Given all the advance warnings that China received about the US responding to its perceived “overcapacity” during visits by Treasury Secretary Janet Yellen and Secretary of State Antony Blinken, Yellen recently said she hoped the US will not see a significant Chinese retaliatory response. Yet she was honest enough to admit, “but that’s always a possibility.”
Does anyone not believe that Chinese imports of US agricultural products being at a three-year low are driven in significant part by retaliation against tariffs?
The list of denied realities is much longer, including that solar panel imports represent a strategic threat to the US. Suffice it to say that two parties out-competing each other in their embrace of economic myths, rather than holding each other to account based on proven realities, escalates future economic risks.
Tariffs Have Consequences
Jerry Haar
Global Fellow, Wahba Institute for Strategic Competition
In the fast and furious competition between presidential candidates to determine who is more protectionist than the other vis-à-vis China, President Biden has upped the ante with his recent announcement of new tariffs of $18 billion on Chinese EVs, semiconductors, batteries, solar cells, steel, and aluminum. (The current tariff of 25% on EVs will increase fourfold, to 100%.)
While EVs are in the center ring of this three-ring protectionist circus, the pathology of our trade predicament extends beyond any one industry and has its genesis in politics, pure and simple, combined with media that thrives on stirring things up and a public whose basic knowledge of economics would fill half a thimble.
Xenophobes and isolationists who would sever economic relations with China buy into the specious argument that “we don’t make anything anymore” and we need to adopt a strictly made-in-America agenda and “bring those jobs back home.” While it is true that traditionally US-made products such as TVs, Levi’s jeans, cellphones, flatware, and steel rebar are sourced overseas, the US exports more than $165 billion in goods to China, including machinery, electrical equipment, vehicles, aircraft, and pharmaceuticals—all high-value goods that employ thousands of Americans, directly and indirectly.
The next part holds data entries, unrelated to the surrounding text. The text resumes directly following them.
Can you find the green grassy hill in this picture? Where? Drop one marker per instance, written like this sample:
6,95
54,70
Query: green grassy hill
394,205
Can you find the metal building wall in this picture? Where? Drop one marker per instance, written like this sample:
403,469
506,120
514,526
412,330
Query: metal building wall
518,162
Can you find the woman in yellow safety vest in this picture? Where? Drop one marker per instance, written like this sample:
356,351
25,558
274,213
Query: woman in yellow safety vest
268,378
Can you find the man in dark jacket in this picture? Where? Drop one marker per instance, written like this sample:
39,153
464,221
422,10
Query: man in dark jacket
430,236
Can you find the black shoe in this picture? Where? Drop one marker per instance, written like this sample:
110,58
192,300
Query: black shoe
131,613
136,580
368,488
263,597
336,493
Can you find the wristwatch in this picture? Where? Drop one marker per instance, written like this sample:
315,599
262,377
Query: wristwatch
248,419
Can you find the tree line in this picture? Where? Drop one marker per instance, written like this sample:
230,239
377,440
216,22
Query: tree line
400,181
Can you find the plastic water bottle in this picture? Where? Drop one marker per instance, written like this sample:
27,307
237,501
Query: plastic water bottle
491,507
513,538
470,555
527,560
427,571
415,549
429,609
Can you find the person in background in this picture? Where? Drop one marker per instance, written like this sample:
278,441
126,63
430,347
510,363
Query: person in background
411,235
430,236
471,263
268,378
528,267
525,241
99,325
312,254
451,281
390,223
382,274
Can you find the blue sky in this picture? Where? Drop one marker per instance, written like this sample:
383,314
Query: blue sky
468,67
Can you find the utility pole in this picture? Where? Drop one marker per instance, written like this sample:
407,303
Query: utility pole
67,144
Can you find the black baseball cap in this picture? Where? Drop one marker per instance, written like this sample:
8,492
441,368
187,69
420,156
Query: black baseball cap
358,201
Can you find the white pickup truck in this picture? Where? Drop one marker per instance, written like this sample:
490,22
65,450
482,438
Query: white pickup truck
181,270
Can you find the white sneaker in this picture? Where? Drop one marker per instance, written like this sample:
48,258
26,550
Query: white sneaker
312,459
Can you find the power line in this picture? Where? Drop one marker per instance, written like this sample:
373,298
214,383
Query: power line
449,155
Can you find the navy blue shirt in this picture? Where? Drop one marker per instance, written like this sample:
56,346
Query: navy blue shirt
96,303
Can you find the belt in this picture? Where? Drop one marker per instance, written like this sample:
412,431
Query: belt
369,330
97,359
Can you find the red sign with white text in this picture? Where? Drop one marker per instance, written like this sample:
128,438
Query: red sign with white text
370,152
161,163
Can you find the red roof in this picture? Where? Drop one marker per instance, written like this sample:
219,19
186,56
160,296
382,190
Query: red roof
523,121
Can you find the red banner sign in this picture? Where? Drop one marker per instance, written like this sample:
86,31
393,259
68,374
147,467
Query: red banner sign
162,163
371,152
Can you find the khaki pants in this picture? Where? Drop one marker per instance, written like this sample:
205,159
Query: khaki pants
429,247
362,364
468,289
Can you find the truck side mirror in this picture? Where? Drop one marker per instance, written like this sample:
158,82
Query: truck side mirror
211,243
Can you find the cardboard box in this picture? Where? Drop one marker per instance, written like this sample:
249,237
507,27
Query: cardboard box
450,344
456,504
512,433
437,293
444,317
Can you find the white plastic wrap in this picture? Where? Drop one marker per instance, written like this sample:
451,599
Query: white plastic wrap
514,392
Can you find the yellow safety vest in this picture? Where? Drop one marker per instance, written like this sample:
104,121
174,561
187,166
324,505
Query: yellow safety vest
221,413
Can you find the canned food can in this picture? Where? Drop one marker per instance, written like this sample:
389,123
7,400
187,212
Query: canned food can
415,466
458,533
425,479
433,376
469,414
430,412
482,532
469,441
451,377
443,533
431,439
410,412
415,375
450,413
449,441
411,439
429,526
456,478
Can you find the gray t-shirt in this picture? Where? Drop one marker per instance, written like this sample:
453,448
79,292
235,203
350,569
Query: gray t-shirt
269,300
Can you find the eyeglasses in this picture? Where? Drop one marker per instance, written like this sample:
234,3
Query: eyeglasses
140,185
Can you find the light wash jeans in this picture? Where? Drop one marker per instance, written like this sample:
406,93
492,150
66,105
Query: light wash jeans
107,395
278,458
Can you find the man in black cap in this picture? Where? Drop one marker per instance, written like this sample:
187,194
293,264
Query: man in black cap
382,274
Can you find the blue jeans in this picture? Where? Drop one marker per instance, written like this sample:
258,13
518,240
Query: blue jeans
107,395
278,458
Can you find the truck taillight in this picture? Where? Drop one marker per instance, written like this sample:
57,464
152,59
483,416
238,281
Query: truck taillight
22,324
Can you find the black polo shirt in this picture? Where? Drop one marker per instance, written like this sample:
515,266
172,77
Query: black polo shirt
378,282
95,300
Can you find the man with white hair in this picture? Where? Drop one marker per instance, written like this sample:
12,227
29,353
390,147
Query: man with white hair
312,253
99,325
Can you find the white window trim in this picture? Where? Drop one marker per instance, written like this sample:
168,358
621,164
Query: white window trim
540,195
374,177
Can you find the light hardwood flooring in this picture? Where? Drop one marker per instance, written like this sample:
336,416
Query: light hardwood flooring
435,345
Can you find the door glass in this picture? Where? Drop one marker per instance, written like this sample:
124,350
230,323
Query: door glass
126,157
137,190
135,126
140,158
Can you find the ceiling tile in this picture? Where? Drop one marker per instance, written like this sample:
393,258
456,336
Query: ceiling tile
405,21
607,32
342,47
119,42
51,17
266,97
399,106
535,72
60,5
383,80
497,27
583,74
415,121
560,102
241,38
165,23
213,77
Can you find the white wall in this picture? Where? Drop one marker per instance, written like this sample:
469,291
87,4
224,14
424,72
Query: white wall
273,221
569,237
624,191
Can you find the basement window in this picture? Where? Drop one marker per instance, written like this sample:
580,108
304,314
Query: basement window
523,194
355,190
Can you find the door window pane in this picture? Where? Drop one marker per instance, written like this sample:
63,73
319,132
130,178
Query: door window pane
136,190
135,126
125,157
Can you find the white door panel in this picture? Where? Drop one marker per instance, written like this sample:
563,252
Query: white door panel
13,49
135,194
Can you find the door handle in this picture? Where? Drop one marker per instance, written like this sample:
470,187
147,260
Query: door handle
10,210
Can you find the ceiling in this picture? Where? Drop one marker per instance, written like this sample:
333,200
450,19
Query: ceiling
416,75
Additionally, when the media reports US-China trade balances, it invariably excludes our greatest strength in global commerce—services, where the US registers a surplus with China of nearly $15 billion. Travel, financial services, and intellectual property are among our leading exports to China. The last is clearly the most important since intellectual property is a knowledge-based asset that a great many Chinese manufacturers incorporate into their finished products under licensing agreements with US firms. Ironically, that would make many Chinese imports also (in part) a U.S. export.
Back to EVs, the Biden administration champions a “green” agenda where alternative energy is a high priority. Therefore, increasing tariffs impedes the goal of a carbon-free planet. Figuratively speaking, it is the equivalent of a circular firing squad, where the result will be an increase in EV prices for consumers not only in the short term, but in the long term. The price of fossil fuels will not be rising any time soon, thereby creating a disincentive for consumers to purchase electric vehicles.
One can expect China to retaliate in some form in response to the Biden administration’s latest tariff salvo, while the administration itself would be wise to keep in mind that the US is 100% reliant on imports for more than a dozen key minerals deemed critical by the US government. China is the primary import source for those minerals.
Like it or not, the US and China need one another to address serious global problems such as drug trafficking, terrorism, fentanyl, transnational crime, and environmental degradation. It would be an enormous mistake for America to jeopardize its national and economic security due to political expediency. Tariffs, indeed, have consequences.
The Folly of Biden’s New China Tariffs
Marc Busch
Global Fellow, Wahba Institute for Strategic Competition
On May 14, US Trade Representative Katherine Tai announced the result of her office’s four-year review of the Section 301 tariffs on China.
The review finds that the duties “have been effective” in getting China “to take some steps” to stop its “unfair technology-related policies and practices,” but concludes that “further action is required.”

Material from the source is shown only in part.